Dr. Fox believes the center’s interdisciplinary makeup — with faculty from neurology, psychiatry, neurosurgery and neuroradiology — gives it a strong foundation for tackling complex neuropsychiatric challenges.
“This paper exemplifies what you can do when you collaborate across disciplines, departments and even institutions,” he says. “I think the Brigham is doing that better than pretty much anybody else.”
In the study, published in Nature Human Behaviour, the team looked at depression severity after brain lesions, transcranial magnetic stimulation (TMS) and deep brain stimulation (DBS) across a total of 14 datasets. The investigators showed it is possible to map out depression based on the location of disease-causing lesions, TMS sites that relieve depression and DBS sites that either cause or relieve depression. They also found that all of these sites converge on one common circuit.
“That gives us a very, very strong link between the circuit that we identified and depression,” Dr. Fox says. “Also, it showed, for the first time, that you can use lesions that cause a symptom to identify a brain circuit that is an effective therapeutic target across multiple different types of brain stimulation.”
Collaboration Crossing Institutions and Countries
This paper was the product of a wide-ranging collaboration spanning 14 teams at multiple institutions across six countries. The researchers’ aim was to discover viable therapeutic targets for neuropsychiatric disorders. Meeting this goal has proven difficult, especially for psychiatric conditions. For instance, looking for imaging correlates of depression on MRI scans is problematic because these correlates may not be causally involved in the disease.
“This issue of causality is critical,” Dr. Fox says. “If the correlate is causing the disease, that’s great — maybe you have the right target. But if it’s compensating for the disease, it could be the worst possible target. You could intervene on that spot in the brain but make no progress in treating the disease or even make symptoms worse.”
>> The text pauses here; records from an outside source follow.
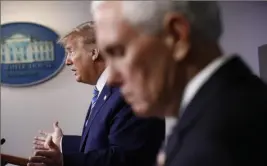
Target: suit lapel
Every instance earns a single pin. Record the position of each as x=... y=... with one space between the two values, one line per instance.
x=103 y=97
x=229 y=72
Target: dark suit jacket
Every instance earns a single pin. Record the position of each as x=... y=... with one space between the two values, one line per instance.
x=225 y=124
x=114 y=136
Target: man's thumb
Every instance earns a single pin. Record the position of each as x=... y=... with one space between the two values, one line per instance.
x=51 y=144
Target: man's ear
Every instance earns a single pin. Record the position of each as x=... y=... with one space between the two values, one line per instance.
x=177 y=28
x=95 y=54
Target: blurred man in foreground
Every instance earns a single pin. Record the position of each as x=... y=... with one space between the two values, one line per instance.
x=112 y=134
x=166 y=58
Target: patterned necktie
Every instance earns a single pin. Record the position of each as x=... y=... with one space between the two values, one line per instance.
x=94 y=99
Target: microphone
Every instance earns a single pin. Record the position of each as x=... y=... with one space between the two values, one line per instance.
x=3 y=140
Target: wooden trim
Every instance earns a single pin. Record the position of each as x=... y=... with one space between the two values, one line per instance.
x=14 y=160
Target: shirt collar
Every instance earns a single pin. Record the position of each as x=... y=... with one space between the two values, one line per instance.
x=102 y=81
x=194 y=85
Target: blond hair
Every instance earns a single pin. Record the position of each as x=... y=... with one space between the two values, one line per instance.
x=85 y=32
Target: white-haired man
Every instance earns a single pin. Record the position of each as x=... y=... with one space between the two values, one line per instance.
x=166 y=58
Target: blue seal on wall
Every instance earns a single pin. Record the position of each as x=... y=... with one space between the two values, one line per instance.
x=29 y=54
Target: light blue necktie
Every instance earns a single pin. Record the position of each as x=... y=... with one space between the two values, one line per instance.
x=93 y=102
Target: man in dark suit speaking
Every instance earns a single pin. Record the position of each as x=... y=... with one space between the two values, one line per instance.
x=112 y=134
x=165 y=56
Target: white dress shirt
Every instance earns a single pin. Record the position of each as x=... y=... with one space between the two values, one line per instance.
x=99 y=85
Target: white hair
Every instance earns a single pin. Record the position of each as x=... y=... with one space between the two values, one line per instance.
x=204 y=17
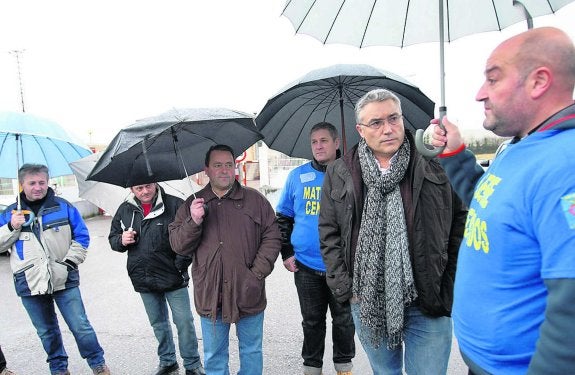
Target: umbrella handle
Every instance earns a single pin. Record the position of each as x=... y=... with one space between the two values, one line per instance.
x=429 y=152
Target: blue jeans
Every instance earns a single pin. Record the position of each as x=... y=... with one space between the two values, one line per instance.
x=314 y=299
x=156 y=305
x=249 y=330
x=427 y=343
x=43 y=315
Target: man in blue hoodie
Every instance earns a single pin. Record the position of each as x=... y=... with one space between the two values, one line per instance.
x=515 y=286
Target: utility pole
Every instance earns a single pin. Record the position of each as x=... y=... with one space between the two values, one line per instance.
x=17 y=53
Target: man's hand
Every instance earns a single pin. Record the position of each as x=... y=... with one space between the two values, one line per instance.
x=197 y=210
x=17 y=219
x=289 y=264
x=452 y=140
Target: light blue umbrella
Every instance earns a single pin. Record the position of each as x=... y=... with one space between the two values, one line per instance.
x=25 y=138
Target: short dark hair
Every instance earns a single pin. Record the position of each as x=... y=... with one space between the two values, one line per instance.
x=27 y=169
x=327 y=126
x=219 y=147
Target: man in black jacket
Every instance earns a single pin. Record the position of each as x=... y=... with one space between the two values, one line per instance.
x=140 y=227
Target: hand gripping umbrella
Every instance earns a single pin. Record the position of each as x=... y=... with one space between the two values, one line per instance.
x=401 y=23
x=330 y=94
x=25 y=138
x=172 y=145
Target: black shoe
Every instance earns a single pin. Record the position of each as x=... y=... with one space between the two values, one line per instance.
x=164 y=370
x=196 y=371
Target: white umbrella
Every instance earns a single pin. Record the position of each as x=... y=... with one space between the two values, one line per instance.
x=109 y=197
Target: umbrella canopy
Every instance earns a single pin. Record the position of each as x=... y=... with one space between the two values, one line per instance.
x=171 y=146
x=25 y=138
x=330 y=94
x=109 y=197
x=406 y=22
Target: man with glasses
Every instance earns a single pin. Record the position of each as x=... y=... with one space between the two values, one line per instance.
x=390 y=227
x=140 y=228
x=297 y=213
x=231 y=233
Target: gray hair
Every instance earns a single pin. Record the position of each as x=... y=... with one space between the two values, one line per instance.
x=27 y=169
x=376 y=95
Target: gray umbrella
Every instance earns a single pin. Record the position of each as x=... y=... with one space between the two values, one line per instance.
x=172 y=146
x=330 y=94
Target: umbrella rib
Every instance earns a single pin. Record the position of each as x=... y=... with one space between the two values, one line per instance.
x=494 y=12
x=324 y=94
x=367 y=24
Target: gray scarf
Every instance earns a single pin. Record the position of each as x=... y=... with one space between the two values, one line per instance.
x=383 y=278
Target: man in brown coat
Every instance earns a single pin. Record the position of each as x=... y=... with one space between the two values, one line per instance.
x=231 y=232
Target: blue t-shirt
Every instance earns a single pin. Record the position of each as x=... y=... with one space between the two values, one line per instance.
x=520 y=230
x=300 y=200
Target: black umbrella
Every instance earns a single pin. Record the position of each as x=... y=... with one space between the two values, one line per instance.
x=330 y=94
x=172 y=146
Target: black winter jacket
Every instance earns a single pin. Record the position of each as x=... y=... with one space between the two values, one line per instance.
x=151 y=260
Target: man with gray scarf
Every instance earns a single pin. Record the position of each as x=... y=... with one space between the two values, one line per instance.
x=390 y=227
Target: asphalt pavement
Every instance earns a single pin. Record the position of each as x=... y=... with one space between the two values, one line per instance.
x=117 y=314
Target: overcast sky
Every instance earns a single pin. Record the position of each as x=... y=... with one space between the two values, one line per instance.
x=97 y=66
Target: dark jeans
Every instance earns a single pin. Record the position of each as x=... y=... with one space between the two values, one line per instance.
x=314 y=299
x=2 y=360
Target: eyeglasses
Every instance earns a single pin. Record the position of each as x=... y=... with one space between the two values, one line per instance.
x=223 y=166
x=392 y=120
The top causal source of information for mapping out symptoms is a brain lesion, according to Dr. Fox. With lesions, there is a causal link between the location of brain damage and the resulting symptom. TMS and DBS are other important sources — i.e., there is a causal link between the location of brain stimulation and symptom change.
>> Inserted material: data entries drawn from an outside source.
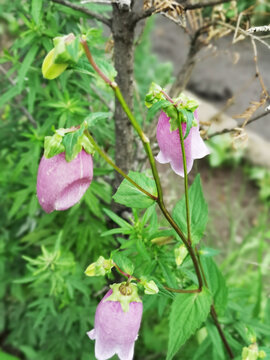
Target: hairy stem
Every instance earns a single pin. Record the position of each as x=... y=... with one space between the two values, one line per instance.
x=185 y=177
x=121 y=172
x=160 y=201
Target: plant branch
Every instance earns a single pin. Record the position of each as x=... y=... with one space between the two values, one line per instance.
x=185 y=178
x=159 y=200
x=221 y=333
x=225 y=131
x=246 y=33
x=203 y=4
x=150 y=11
x=183 y=291
x=116 y=168
x=147 y=148
x=86 y=11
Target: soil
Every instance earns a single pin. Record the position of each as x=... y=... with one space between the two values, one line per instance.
x=232 y=199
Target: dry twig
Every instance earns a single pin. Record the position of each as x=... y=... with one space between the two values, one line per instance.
x=84 y=10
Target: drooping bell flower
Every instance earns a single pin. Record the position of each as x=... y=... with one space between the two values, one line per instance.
x=61 y=184
x=170 y=147
x=117 y=322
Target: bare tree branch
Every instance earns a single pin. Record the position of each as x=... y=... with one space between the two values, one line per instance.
x=185 y=72
x=189 y=6
x=203 y=4
x=226 y=131
x=88 y=12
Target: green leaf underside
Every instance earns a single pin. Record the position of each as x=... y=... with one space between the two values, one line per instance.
x=198 y=211
x=216 y=283
x=123 y=262
x=127 y=194
x=71 y=143
x=53 y=146
x=188 y=312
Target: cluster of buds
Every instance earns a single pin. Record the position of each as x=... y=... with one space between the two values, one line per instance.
x=67 y=51
x=65 y=173
x=168 y=137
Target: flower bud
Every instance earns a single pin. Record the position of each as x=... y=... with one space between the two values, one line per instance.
x=116 y=330
x=51 y=70
x=150 y=287
x=170 y=147
x=61 y=184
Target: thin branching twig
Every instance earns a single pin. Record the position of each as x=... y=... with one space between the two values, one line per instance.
x=84 y=10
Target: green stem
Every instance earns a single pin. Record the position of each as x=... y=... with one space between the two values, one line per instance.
x=185 y=177
x=146 y=144
x=109 y=161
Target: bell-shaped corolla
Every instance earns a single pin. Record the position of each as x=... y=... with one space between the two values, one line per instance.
x=117 y=323
x=170 y=146
x=61 y=184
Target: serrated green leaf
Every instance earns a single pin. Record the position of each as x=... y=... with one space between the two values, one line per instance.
x=216 y=283
x=11 y=93
x=53 y=145
x=36 y=10
x=188 y=312
x=123 y=262
x=198 y=211
x=27 y=62
x=217 y=349
x=117 y=219
x=127 y=194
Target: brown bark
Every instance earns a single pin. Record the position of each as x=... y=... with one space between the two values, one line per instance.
x=123 y=35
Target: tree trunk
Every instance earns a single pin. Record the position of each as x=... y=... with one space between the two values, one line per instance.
x=123 y=35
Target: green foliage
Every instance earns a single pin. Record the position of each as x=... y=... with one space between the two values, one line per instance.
x=189 y=310
x=198 y=211
x=47 y=301
x=129 y=195
x=216 y=283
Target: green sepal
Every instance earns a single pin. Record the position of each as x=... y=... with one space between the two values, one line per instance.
x=121 y=259
x=67 y=49
x=185 y=102
x=180 y=254
x=75 y=141
x=100 y=267
x=150 y=287
x=185 y=116
x=154 y=95
x=124 y=300
x=71 y=141
x=53 y=145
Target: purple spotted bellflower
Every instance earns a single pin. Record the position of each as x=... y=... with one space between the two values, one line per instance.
x=61 y=184
x=170 y=147
x=117 y=322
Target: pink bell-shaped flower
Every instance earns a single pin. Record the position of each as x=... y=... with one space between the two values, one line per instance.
x=117 y=323
x=170 y=147
x=61 y=184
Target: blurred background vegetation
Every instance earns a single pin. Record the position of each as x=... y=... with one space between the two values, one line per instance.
x=46 y=302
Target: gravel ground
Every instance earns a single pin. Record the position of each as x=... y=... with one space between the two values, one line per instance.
x=216 y=76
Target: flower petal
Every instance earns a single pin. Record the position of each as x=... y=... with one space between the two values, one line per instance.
x=61 y=184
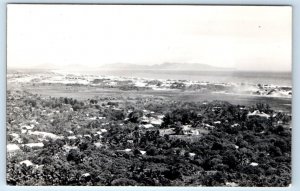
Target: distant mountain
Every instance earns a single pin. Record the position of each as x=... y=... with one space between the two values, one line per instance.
x=164 y=66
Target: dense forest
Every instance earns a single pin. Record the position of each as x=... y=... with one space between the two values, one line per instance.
x=146 y=141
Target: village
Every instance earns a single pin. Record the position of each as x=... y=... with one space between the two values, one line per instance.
x=144 y=141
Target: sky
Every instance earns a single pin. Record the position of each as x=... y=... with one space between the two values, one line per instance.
x=88 y=36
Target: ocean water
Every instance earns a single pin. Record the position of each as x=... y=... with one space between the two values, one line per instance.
x=274 y=78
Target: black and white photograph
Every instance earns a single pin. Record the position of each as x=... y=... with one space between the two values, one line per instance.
x=149 y=95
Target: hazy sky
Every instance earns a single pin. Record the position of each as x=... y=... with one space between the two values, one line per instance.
x=243 y=37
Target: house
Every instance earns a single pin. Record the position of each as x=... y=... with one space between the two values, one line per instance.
x=257 y=113
x=12 y=148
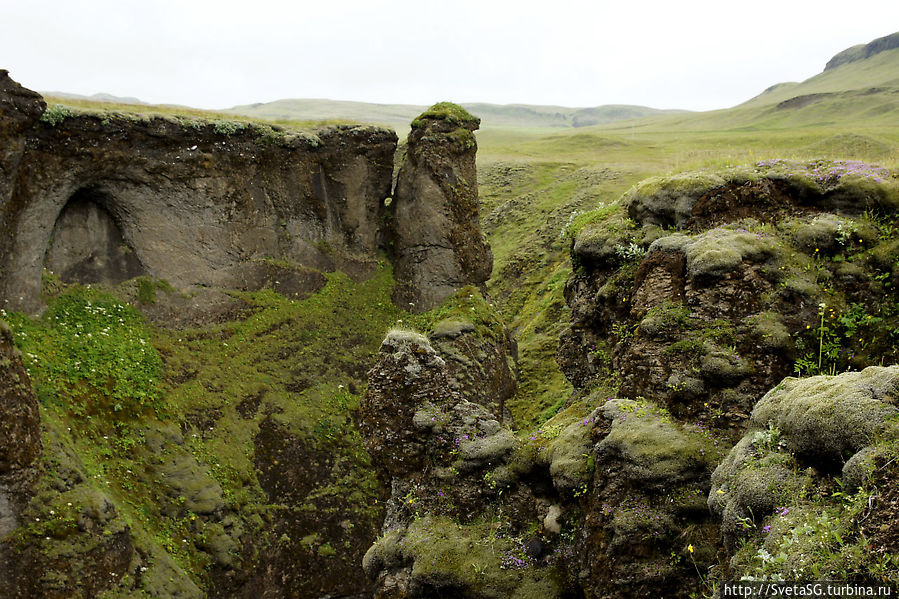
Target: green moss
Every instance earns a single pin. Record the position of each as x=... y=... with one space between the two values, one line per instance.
x=656 y=450
x=591 y=217
x=447 y=111
x=56 y=114
x=715 y=253
x=217 y=383
x=448 y=556
x=465 y=305
x=830 y=418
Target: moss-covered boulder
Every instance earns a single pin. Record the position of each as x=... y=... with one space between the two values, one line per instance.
x=797 y=495
x=434 y=233
x=643 y=504
x=762 y=271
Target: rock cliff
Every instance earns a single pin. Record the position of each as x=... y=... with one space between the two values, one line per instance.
x=102 y=198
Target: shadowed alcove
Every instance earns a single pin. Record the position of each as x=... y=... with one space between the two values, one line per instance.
x=87 y=245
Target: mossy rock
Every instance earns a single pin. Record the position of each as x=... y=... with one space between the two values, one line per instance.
x=716 y=253
x=654 y=451
x=451 y=328
x=443 y=558
x=606 y=241
x=668 y=201
x=772 y=333
x=447 y=111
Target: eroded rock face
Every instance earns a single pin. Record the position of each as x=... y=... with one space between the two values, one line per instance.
x=449 y=463
x=19 y=109
x=193 y=203
x=435 y=236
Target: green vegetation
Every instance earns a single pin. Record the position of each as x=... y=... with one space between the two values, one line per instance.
x=161 y=426
x=56 y=114
x=90 y=353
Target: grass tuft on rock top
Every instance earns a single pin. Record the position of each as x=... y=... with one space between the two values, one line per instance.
x=447 y=111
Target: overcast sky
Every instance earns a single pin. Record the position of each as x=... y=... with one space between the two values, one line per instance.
x=690 y=54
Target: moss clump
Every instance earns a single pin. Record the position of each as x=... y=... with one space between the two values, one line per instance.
x=827 y=419
x=466 y=306
x=447 y=111
x=56 y=114
x=668 y=201
x=655 y=451
x=715 y=253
Based on their analysis of brain lesions (n=461, five datasets), TMS (n=151, four datasets) and DBS (n=101, five datasets), the researchers found all three of these causal sources of information triangulate on a single brain circuit for depression.
“We showed that a) you can identify a circuit based on lesions causing a symptom, and b) brain stimulation sites that hit that circuit are the ones that best improve that symptom,” Dr. Fox says. “This convergent causal mapping lets you target the circuit in question in a very powerful way. For example, we can now take the circuit we identified, determine the exact spot of the brain that’s part of that circuit and hold our TMS coil over it to treat depression.”
Another key takeaway concerns the nature of brain stimulation treatment. A controversial, longstanding hypothesis has offered that TMS and DBS are radically different in nature and should be used to target different parts of the brain. Dr. Fox has had a contrasting hypothesis: You can target the same circuit with different forms of brain stimulation, whether that’s a non-invasive modality like TMS or an invasive modality like DBS.
“This is our strongest evidence to date showing that TMS and DBS really do converge on the same brain circuit, and no matter what neuromodulation technology or treatment you’re using, you’ve got to hit that circuit to have therapeutic benefit,” Dr. Fox says.
Finding New Targets for Other Neuropsychiatric Disorders
Moving forward, Dr. Fox and his colleagues plan to use these results to improve brain stimulation treatments and apply the same causal mapping approach to find better treatment targets for other neuropsychiatric symptoms and disorders.
For example, one ongoing effort involves studying patients who received DBS for Parkinson’s disease. Based on the circuit to which the electrodes are connected, investigators may be able to pinpoint patients who are having depression as a side effect of their brain stimulation. They may also be able to identify patients at risk of DBS-induced depression and then reprogram the electrodes to treat the depression. This work is currently in the validation phase, but clinical trials could start soon.